The first recorded reference to the name of Airthrey is in a Charter of King David of Scotland, which must have been granted prior to 1146. The Airthrey Estate appears to have been held by the Crown until 1370, when it was granted to Sir John Herice, Knight Keeper of the Castle of Stirling.
The land then passed into the hands of William, Lord Graham of Kincardine, to recognise the gallantry he showed at the Battle of Sauchieburn. After being made Earl of Montrose, he was killed at the Battle of Flodden Field in 1513.
Airthrey remained in the Montrose family until the fifth Earl was executed at Edinburgh in 1650 for his support of the royalist cause. By then, the manor house of Airthrey had been burned to the ground by Covenanters under the Marquess of Argyll.
The estate was purchased by John Hope of Hopetoun in 1678, then passed in 1706 to Ralph Dundas, whose son John Dundas built the house at Airthrey in 1748. Next, the estate was bought by Captain Robert Haldane of Plean in 1759, and his great-nephew Robert commissioned the extravagant design by Robert Adam that forms the southern half of the current building.
Robert Haldane also built the stone wall that extends nearly four miles round the edge of the estate, and was responsible for the early development of the landscape, including the creation of the loch. However, once the house was built he sold it, with the estate, in 1798 to Sir Robert Abercrombie for £46,000. Sir Robert immediately set about improving the estate, and was responsible for moving the village of Logie to a new site in Causewayhead, and also "discontinued the village of Pathfoot".
The estate continued to be held by members of the Abercrombie family until 1889 when it was bought by Donald Graham for £75,000. He built a large addition on the north side of the castle in 1891, at a cost of £15,700 with impressive interior features such as a carved oak panelled hall, alabaster plaques, white marble fireplaces and intricately carved Eastern doors.
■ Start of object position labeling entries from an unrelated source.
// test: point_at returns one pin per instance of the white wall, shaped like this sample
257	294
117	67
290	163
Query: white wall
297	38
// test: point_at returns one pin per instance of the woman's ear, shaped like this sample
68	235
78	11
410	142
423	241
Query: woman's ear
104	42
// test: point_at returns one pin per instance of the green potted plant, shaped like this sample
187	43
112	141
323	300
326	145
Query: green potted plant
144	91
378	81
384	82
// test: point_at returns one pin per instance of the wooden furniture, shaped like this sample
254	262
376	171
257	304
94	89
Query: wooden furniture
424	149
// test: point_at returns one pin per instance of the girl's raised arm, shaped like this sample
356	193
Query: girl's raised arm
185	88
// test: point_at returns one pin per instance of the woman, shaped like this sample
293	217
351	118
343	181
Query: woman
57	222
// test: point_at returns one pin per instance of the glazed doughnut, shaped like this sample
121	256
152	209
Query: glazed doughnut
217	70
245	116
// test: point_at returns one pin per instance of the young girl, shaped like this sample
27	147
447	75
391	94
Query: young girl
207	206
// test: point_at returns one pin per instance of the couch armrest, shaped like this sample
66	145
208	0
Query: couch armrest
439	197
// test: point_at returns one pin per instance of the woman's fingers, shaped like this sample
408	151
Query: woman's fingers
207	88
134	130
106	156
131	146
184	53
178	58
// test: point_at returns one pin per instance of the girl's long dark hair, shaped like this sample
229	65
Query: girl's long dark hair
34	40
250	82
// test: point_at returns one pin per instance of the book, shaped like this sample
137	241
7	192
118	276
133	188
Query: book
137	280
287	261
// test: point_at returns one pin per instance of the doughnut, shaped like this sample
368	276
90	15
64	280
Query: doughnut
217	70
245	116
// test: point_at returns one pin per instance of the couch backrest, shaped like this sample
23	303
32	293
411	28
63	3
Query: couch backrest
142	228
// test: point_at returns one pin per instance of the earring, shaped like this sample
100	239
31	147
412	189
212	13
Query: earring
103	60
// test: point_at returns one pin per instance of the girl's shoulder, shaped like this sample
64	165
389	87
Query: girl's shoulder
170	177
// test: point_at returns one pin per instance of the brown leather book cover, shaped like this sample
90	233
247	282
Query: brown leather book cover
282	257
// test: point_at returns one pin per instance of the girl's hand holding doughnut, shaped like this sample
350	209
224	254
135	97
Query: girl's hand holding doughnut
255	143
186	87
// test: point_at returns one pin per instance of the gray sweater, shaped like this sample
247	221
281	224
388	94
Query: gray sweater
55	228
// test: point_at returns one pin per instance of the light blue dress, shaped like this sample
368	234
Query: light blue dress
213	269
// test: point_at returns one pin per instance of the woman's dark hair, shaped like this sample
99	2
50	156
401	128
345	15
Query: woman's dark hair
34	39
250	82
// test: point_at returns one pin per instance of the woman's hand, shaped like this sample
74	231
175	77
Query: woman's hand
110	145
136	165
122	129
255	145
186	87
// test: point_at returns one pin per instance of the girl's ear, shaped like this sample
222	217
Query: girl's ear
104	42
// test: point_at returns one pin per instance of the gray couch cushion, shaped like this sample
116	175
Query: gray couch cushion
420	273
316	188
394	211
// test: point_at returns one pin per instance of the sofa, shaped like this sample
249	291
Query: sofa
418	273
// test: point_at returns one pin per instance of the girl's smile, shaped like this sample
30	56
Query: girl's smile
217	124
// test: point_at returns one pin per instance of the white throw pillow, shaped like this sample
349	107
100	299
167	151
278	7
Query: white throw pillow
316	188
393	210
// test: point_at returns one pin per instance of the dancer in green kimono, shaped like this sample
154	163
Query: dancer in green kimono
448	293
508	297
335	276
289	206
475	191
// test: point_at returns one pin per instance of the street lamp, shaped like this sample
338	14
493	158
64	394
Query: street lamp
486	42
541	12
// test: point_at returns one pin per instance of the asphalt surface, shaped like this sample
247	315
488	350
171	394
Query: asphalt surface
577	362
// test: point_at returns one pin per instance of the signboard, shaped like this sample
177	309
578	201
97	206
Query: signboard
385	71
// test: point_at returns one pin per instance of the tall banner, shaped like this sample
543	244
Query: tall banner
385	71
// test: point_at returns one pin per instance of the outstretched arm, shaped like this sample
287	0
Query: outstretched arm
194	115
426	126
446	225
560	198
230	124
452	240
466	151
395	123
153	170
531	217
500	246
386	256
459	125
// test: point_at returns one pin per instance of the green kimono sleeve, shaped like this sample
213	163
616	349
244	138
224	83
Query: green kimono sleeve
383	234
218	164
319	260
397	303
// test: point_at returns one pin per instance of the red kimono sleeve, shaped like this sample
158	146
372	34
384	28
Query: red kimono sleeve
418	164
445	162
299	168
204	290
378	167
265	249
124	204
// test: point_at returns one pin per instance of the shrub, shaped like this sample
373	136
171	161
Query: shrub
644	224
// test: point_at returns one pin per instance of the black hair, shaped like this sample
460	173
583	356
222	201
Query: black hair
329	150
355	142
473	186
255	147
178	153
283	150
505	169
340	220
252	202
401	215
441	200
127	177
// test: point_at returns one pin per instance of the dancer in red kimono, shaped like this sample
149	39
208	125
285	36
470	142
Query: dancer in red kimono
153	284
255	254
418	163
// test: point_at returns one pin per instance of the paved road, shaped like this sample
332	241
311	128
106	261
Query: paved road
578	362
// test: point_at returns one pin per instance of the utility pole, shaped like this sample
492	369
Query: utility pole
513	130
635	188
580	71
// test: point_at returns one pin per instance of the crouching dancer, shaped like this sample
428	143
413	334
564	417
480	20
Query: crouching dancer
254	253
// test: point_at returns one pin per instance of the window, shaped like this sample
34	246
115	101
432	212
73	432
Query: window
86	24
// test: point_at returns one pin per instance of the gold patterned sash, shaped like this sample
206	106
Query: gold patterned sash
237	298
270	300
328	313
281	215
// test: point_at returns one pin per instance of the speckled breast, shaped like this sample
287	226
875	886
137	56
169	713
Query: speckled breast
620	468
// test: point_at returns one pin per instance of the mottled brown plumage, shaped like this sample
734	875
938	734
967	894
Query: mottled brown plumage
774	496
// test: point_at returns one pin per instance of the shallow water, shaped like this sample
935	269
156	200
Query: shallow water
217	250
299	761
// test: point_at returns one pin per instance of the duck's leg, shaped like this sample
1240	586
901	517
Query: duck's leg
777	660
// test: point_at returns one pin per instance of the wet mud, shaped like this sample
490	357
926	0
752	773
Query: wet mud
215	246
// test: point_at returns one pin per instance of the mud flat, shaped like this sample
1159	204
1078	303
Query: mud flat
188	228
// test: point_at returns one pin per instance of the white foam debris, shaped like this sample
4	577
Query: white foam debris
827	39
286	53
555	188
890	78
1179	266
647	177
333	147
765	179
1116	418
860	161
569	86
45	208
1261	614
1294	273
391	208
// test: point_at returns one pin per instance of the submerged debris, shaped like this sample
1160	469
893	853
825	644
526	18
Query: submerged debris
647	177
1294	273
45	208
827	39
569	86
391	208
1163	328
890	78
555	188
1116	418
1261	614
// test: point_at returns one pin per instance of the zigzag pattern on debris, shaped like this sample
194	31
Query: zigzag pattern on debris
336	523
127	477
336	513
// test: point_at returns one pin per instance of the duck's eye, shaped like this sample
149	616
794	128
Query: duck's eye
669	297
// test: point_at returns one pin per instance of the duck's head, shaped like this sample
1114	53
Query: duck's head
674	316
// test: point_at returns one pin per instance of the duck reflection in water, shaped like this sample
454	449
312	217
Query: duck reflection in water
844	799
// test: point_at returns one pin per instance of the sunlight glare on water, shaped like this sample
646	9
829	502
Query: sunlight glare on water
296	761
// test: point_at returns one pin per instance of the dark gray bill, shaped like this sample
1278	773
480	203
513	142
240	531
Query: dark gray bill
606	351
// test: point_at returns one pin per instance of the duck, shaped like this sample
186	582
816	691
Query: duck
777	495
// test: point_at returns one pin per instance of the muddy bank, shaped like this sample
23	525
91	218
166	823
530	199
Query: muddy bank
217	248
It remained with the Graham family until it was handed over to the Secretary of State for use as a maternity hospital, and many hundreds of children were born here between 1939 and 1968.
By that time, the University of Stirling had come into being, and the Castle was taken over in 1969 to become an integral part of University life. Initially it housed administrative and social functions, but is now primarily used for teaching by the School of Law.